La guerra si fa in primo luogo con le armi; e in questo campo Putin è ovviamente più forte, anche se ha sottovalutato sia la resistenza ucraina, sia la reazione occidentale, sia le perplessità del fronte interno. Ma la guerra moderna è anche guerra di comunicazione; pure in questo campo la battaglia è impari; ma a favore di Zelensky.
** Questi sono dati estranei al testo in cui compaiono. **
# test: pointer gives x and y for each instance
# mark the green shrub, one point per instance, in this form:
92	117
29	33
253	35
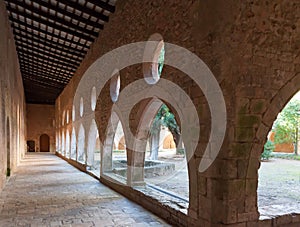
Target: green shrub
8	172
268	149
Putin si muove, pensa e parla come fossimo ancora nell’era analogica, preferibilmente nel 1999, l’anno in cui prese il potere, succedendo a un populista vulcanico, esagitato, alcolizzato come Boris Eltsin. Putin è un populista gelido. A lungo si è illuso di poter risalire indietro nel tempo, scavallando il settantennio comunista, e governare la Russia zarista e imperiale. Ha anche ripristinato l’aquila bicefala (ha capito però che il vecchio inno non scaldava i cuori e ha ripristinato quello sovietico, facendone riscrivere le parole allo stesso autore, Sergej Michalkov, il padre dei più grandi registi russi, Nikita Michalkov e Andrej Koncialovskij). Non a caso Putin ha definito l’Ucraina «un errore di Lenin». Nella sua logica ottocentesca — ammasso di truppe, incidente di confine, invasione, occupazione — non c’è posto per la comunicazione moderna, ma solo per l’ostensione dell’uomo forte, che pilota aerei, visita basi, arringa oligarchi, intimorisce generali, minaccia il resto del mondo.
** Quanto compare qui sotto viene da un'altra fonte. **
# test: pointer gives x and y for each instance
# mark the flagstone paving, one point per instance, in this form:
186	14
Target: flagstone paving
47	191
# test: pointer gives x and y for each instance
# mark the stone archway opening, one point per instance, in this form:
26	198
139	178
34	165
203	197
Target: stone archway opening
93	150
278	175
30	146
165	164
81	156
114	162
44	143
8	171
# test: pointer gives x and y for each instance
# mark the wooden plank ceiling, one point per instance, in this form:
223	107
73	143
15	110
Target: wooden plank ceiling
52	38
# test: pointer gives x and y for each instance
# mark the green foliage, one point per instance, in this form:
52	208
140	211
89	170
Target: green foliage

Zelensky — lo ricordava ieri Andrea Nicastro sul Corriere — divenne celebre per aver impersonato un professore che veniva eletto presidente per un video rubato in classe e divenuto virale sui social. Ora si trova a impersonare il presidente vero di un Paese in guerra, i cui video diventano in effetti virali sui social; e se la sta cavando bene. Non mette in scena una tragedia; la filma, la impersona, la incarna. Si presenta come il capo di una comunità sconvolta ma non domata dall’aggressione. Ovviamente, anche lui come Putin sta facendo propaganda. Ovviamente, neppure Zelensky è un santo. Ha pure lui soldi da parte (come quasi tutti i leader politici, non solo a Est). Ma l’opinione pubblica occidentale empatizza con il Vladimiro ucraino, non con quello russo. Leonardo DiCaprio dona dieci milioni di dollari in memoria della nonna di Odessa, e non ai profughi, per i viveri; ai militari, per le armi. I marchi americani più popolari, da McDonald’s alla Coca Cola, lasciano Mosca, con il retrotesto che torneranno non appena Putin si sarà acquetato. Ovviamente nessuno di questi segnali è dirimente; ma tutti insieme confermano che Zelensky sta vincendo la battaglia delle parole e delle immagini.

Putin adesso è alla ricerca di un successo propagandistico, la presa di una città: Odessa, Kiev. Non vede l’ora di poter annunciare, sempre più gonfio e sempre più tronfio, il passaggio delle sue truppe vittoriose per strade altrui. Ma sarà un’altra mossa ottocentesca, che magari rafforzerà la fede dei russi — il coraggioso dissenso visto in questi giorni non va sopravvalutato —, ma screditerà ulteriormente Putin agli occhi del mondo intero. A quel punto il compromesso che fermi le armi e salvi l’indipendenza di un’Ucraina amputata ma non piegata sarebbe più vicino, e con esso la consacrazione di Zelensky. Se invece la simpatia e il fascino esercitati dal presidente ucraino indurranno Putin a eliminarlo fisicamente, allora la metamorfosi dell’attore comico in eroe nazionale sarà completa; e Zelensky avrà la fine che Montanelli e Rossellini avevano immaginato per l’oscuro personaggio che, a forza di impersonare il nobile generale Della Rovere, nella tragedia lo era diventato.